For his part, Harper said they should.
The impact on crypto privacy could be far-reaching
In response to yesterday’s filing, Kruckenberg said the IRS’ position here is clear cut.
“Heads I win,” he said in an email the evening of the filing. “Tails you lose.”
The Anti-Injunction Act, which the DOJ raised as a way to restrict a federal court’s authority to issue an injunction against ongoing state court proceedings, is a limited prohibition on challenging suits for the assessment of taxes.
But Kruckenberg said the plantiff is suing the IRS in federal court, not state.
“The IRS is trying to extend it to make it to where no one can ever challenge the IRS’ unconstitutional behavior even if it doesn’t relate to the assessment of taxes,” said Kruckenburg.
“This case has never been about how much tax Jim might owe to the IRS. It’s only about how the IRS violated his constitutional and statutory rights. If the IRS were correct, then no one could ever sue the IRS for any constitutional violation, no matter how outrageous, as long as the IRS didn’t then use the violation to calculate tax burdens. That’s simply not the law.”
Read more: California’s Prop. 24 Could Be a ‘Silver Lining’ for Crypto Exchanges Looking to Comply With GDPR
According to Blickensderfer, considering the IRS sent out more than 10,000 of these letters, this case has the potential to have a real and meaningful impact on every owner of a cryptocurrency, just as Carpenter impacted everyone with a smartphone – even if they didn’t know it.
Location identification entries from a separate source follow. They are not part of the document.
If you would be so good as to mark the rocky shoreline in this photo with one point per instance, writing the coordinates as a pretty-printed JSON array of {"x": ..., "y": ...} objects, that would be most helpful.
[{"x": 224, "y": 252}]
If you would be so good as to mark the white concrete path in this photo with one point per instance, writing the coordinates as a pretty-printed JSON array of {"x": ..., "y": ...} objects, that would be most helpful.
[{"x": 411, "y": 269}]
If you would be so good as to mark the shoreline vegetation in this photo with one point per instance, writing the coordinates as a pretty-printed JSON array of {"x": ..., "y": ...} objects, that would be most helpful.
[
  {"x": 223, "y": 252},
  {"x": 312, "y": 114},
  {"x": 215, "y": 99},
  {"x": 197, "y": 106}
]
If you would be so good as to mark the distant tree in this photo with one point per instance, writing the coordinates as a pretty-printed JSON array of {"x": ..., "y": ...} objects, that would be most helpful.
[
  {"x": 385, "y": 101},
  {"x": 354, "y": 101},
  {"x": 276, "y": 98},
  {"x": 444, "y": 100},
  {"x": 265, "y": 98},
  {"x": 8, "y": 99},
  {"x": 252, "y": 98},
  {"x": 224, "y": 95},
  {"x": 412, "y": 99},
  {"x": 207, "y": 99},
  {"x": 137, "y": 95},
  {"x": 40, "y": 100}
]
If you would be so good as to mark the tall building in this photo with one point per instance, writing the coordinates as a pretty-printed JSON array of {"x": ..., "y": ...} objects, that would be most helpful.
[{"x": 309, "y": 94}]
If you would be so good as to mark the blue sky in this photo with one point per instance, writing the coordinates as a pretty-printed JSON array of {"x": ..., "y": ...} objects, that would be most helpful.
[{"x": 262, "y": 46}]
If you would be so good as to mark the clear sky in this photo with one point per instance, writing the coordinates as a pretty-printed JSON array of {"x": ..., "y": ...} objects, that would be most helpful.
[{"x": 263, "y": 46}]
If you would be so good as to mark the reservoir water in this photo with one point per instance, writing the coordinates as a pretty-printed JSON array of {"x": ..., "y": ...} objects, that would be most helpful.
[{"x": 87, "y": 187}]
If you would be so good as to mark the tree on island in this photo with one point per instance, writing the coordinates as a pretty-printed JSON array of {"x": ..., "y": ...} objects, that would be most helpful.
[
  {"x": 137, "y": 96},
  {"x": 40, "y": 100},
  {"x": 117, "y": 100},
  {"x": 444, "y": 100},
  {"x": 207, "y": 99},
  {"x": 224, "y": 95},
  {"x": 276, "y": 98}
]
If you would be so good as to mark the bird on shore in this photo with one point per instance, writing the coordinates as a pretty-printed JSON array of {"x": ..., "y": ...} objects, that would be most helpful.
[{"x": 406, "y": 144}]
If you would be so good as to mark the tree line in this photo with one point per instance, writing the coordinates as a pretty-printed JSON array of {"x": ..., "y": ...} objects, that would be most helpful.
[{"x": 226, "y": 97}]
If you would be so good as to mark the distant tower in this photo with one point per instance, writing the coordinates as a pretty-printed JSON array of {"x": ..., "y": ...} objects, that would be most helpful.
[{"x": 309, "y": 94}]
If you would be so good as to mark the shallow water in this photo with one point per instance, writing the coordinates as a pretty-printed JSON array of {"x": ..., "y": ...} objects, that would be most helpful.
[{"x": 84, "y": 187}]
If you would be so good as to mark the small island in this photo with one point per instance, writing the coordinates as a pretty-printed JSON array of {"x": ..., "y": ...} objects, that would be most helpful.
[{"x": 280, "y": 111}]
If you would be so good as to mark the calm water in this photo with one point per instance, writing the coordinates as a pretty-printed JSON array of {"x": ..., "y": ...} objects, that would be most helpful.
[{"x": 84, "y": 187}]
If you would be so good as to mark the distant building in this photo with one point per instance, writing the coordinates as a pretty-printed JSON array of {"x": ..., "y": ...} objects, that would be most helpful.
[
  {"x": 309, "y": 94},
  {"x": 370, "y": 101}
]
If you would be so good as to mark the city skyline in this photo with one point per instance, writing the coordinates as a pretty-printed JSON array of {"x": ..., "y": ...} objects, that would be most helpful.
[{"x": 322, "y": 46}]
It also has the potential to impact the evolution of the third-party doctrine itself.
“Like in data breach cases, the complaint also takes aim at certain promises made by third parties in their privacy policies and terms of service,” he said. “As such, third parties in the space should also pay close attention to this case, to the extent it helps inform their online contracts and subpoena-request processes.”
Blickensderfer said the IRS raised a few procedural and jurisdictional arguments, which, if the court agrees, means there is a possibility that it never reaches the constitutional issues. The filing today shows that may well be the path the DOJ is taking.
“In which case it is only a matter of time before another case raises this issue,” he said.
Reflecting this notion, Kruckenber said that ultimately, the IRS’ effort to dismiss the case is an attempt to keep it from moving forward with the real issues about the data collection.
“I think it speaks volumes that the IRS is trying so hard to keep the court from even considering the merits of what it’s been up to, rather than defending the legality of its data collection,” he said. “Ultimately, it has no defense for its unconstitutional behavior.”